The most common question I get about disk usage is about the IFS, specifically “what is using all the disk space allocated to it?” Most recently I was asked this question during a PTF install by the good people of RPL in Telford.
So, thanks to them for putting food on my table and I thought rather than just email them an answer, it might be useful to talk about it here and share some of the tools you have available to answer this question.
When it comes to disk space allocated to libraries, IBM i makes it pretty easy to work out which objects in which libraries are using the largest amount space. The built in Collect and Print options on the “Go DiskTasks” menu (RTVDSKINF / PRTDSKINF) allow you to find out what you need to know pretty quickly.

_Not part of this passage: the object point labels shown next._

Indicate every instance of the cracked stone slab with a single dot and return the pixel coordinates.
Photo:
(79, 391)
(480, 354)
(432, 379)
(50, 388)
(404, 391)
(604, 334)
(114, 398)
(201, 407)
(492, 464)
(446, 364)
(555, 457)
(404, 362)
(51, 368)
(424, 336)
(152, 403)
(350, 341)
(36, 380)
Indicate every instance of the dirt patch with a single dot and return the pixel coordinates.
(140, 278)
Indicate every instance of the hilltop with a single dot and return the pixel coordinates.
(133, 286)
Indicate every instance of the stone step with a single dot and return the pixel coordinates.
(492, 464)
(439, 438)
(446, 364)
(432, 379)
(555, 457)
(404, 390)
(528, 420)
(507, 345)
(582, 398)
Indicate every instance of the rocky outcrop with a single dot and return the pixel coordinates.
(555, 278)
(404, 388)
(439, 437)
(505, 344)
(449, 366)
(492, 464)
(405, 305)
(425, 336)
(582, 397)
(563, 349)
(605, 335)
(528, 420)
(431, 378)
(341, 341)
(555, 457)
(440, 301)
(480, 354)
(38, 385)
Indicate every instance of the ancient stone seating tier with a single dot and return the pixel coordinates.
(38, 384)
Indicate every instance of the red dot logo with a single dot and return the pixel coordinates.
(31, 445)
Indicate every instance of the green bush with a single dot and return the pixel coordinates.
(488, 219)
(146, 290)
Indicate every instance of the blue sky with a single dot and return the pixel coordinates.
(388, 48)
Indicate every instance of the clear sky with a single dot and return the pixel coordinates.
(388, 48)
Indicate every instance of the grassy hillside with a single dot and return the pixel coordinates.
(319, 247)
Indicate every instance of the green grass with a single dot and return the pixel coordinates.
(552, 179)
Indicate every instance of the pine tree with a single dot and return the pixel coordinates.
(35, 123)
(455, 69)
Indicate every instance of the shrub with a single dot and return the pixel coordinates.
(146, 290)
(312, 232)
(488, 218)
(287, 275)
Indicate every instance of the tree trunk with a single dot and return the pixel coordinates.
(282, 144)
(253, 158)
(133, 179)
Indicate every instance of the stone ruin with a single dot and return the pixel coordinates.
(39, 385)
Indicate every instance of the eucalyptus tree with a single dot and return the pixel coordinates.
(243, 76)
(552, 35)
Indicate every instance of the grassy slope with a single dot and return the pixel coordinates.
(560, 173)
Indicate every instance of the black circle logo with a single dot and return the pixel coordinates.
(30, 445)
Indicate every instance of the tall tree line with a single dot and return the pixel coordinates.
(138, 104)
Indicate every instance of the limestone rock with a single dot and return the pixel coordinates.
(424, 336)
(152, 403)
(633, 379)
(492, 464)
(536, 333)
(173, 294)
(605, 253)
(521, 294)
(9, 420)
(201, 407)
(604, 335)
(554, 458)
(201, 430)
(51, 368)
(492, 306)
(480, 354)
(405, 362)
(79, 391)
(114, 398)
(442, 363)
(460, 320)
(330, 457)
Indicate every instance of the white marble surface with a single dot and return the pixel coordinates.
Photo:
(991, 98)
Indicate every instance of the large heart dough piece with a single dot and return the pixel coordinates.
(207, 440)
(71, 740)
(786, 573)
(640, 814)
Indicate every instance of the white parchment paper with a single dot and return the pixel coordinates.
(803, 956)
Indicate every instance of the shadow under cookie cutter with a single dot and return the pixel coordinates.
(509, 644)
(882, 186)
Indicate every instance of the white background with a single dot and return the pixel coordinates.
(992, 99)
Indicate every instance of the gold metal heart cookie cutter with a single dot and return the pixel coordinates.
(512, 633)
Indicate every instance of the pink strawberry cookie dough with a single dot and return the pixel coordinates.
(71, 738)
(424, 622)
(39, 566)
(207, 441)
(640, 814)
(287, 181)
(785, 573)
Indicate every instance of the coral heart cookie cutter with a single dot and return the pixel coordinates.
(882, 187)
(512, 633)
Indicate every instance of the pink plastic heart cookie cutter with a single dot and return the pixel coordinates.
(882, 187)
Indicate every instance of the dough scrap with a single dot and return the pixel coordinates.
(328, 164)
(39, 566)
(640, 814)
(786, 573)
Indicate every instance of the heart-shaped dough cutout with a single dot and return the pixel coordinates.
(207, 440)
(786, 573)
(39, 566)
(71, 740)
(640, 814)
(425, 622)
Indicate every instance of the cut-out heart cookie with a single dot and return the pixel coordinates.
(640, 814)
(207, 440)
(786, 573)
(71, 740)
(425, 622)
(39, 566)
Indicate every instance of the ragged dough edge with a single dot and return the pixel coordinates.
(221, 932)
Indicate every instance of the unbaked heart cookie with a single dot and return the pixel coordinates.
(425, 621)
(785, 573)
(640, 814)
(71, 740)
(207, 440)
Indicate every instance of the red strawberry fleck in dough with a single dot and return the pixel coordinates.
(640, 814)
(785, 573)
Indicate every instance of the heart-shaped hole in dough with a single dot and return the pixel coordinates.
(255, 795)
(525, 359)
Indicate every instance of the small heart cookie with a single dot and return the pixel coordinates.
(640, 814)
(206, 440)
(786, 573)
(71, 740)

Pro Tip: Schedule one of these collections weekly and you’ll be able to produce ad-hoc reports in minutes. Go DiskTasks, Option 1 Collect Disk Space Information, then Option 2 Weekly, enter date and time for collection.
But when it comes to the IFS then this report is less useful, as it simply tells you how much space is being used by the IFS, not where and by what objects that usage is being consumed.
The PRTDSKINF example below is typical, it tells us a 400GB system has 13% of the total disk space is free disk and that 66% is being consumed by the IFS but that is where the information stops, there is no detail on how and where it is being used.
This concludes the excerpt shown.